Si esibisce in numerosi festival jazz italiani ed esteri, tra i quali: Umbria Jazz 2004 e 2005, Festival Jazz di Montreal (Canada) 2004 e 2006, Umbria Jazz Melbourne (Australia) 2005, Roccella Jonica 2005, 2008, Musica sulle bocche (S. Teresa di Gallura)2008, Jazz in Sardegna XXVI edizione 2008, Jazz in collina 2008, Italian Jazz festival di Londra 2005, Pomigliano Jazz , Festival Eurojazz Città del Messico 2006, Festival internazionale di jazz di Città del Guatemala 2006, Spoleto Jazz Festival Charleston (Sud Carolina) 2006, Istanbul jazz Festival (Turchia)2006, Ravello Festival 2005 e 2007, Nick la Rocca jazz festival 2004, 2007, 2008, Pompei Jazz 2004, Ischia jazz, Sorrento Jazz, Napoli Jazz, Kal’s art, SanGiazz, ed altri; in oltre si esibisce in locali storici come il Blue Note di Milano ed il Blue Note di New York.

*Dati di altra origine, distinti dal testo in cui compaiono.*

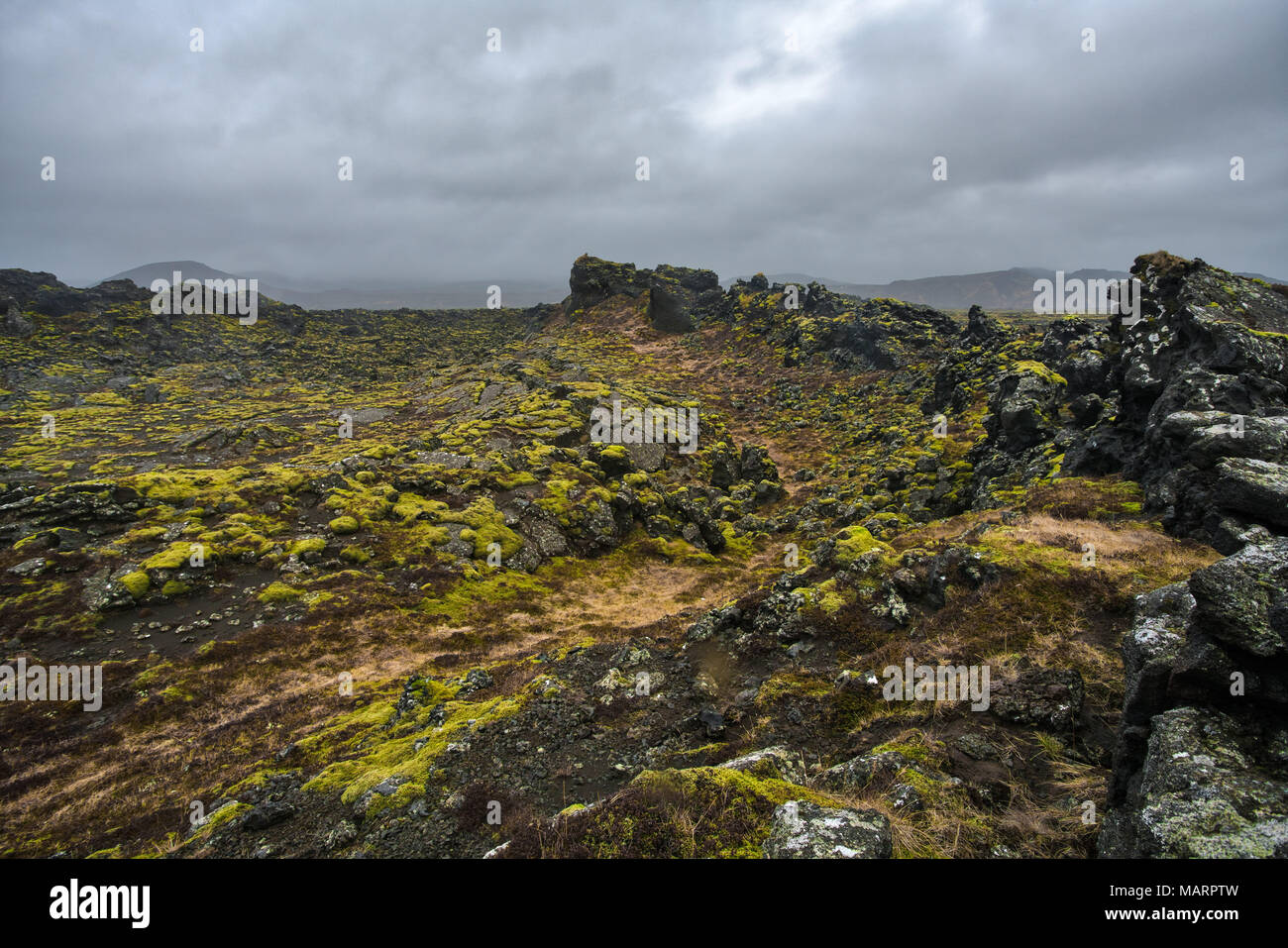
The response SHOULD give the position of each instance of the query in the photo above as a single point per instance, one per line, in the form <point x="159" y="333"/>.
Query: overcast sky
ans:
<point x="471" y="163"/>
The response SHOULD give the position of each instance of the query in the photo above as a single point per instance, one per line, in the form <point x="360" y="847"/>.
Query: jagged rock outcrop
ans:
<point x="1201" y="768"/>
<point x="1193" y="401"/>
<point x="678" y="296"/>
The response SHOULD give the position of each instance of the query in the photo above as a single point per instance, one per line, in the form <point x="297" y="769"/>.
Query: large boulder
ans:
<point x="803" y="830"/>
<point x="1199" y="766"/>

Collaborazioni artistiche e discografiche: Marco Zurzolo, James Senese, Enzo Avitabile, Don Moye, Roscoe Mitchell, Marc Johnson, Gabriele Mirabassi, Pietro Tonolo, Aldo Vigorito, Mario Raja, Daniele Scannapieco, Luca Aquino, Dario Deidda, Alfonso Deidda, Sandro Deidda, Piero Leveratto, Giovanni Amato, Daniele Sepe, Alberto D’anna, Giulian Oliver Mazzariello, Fabrizio Bosso, Pietro Condorelli, Mike Mainieri, Enrico Pierannunzi, Tom Harrell, Peter Erskine, Omar Sosa, Maurizio Giammarco, Archie Shepp, Renaud Garcia Fons, Diane Schuur, Joe Lovano, Paolo Fresu, Marco Tamburini, Richard Galliano, Roberta Gambarini, Dee Dee Bridgewater,Dave Douglas, Bob Mintzer ed altri.

Nel 2008 vince il primo premio del Waltex Jazz competition (concorso internazionale per nuovi talenti), e incide un disco: Alessandro Tedesco/Alkèmik quintet con l’etichetta “Radar” dal titolo “Kimica” con distribuzione Egea.

Nel 2011 incide il suo secondo disco dal titolo”Argonauta” con un nuovo quartetto, con il quale partecipa tra l’altro a festival jazz come “Pomigliano jazz 2011,  “Oktober jazz festival”, “Nick la rocca European Jazz Festival”,” Sudtirol Jazz Festival Alto Adige”,e “Ispani jazz”.

A Gennaio 2013 pubblica il suo terzo disco da leader “Harmozein” prodotto da Blue Serge (tra i migliori 100 album di jazz del 2013). Per questo lavoro riceve gli elogi di Paolo Fresu  

Il 15 Giugno 2014 esce il suo quarto album con l’etichetta “NoVoices records” di Fabrizio Alessandrini e primo nel suo genere visto che è un album con Big Band dal titolo “Big Band Vol 1”, e nel 2016 il suo quinto album dal titolo “Jack&Rozz”

Nel 2019 il suo sesto album lo incide con la Tuk music di Paolo Fresu, ed inoltre riceve un prestigioso premio alla carriera “la musica a Benevento” dal suo ideatore Enrico Salzano

Nel 2020 (in qualità di arrangiatore e direttore d’orchestra) arrangia l’intero album “Musicante” di Pino Daniele e dirige l’ Orchestra Filarmonica di Benevento con Luca Aquino per omaggiare il cantautore.(concerto tenutosi presso il teatro Romano di Benevento)

Sempre nel 2020 inizia una collaborazione come arrangiatore e tutor esperto con Pomigliano jazz nel progetto Young Jazz Lab.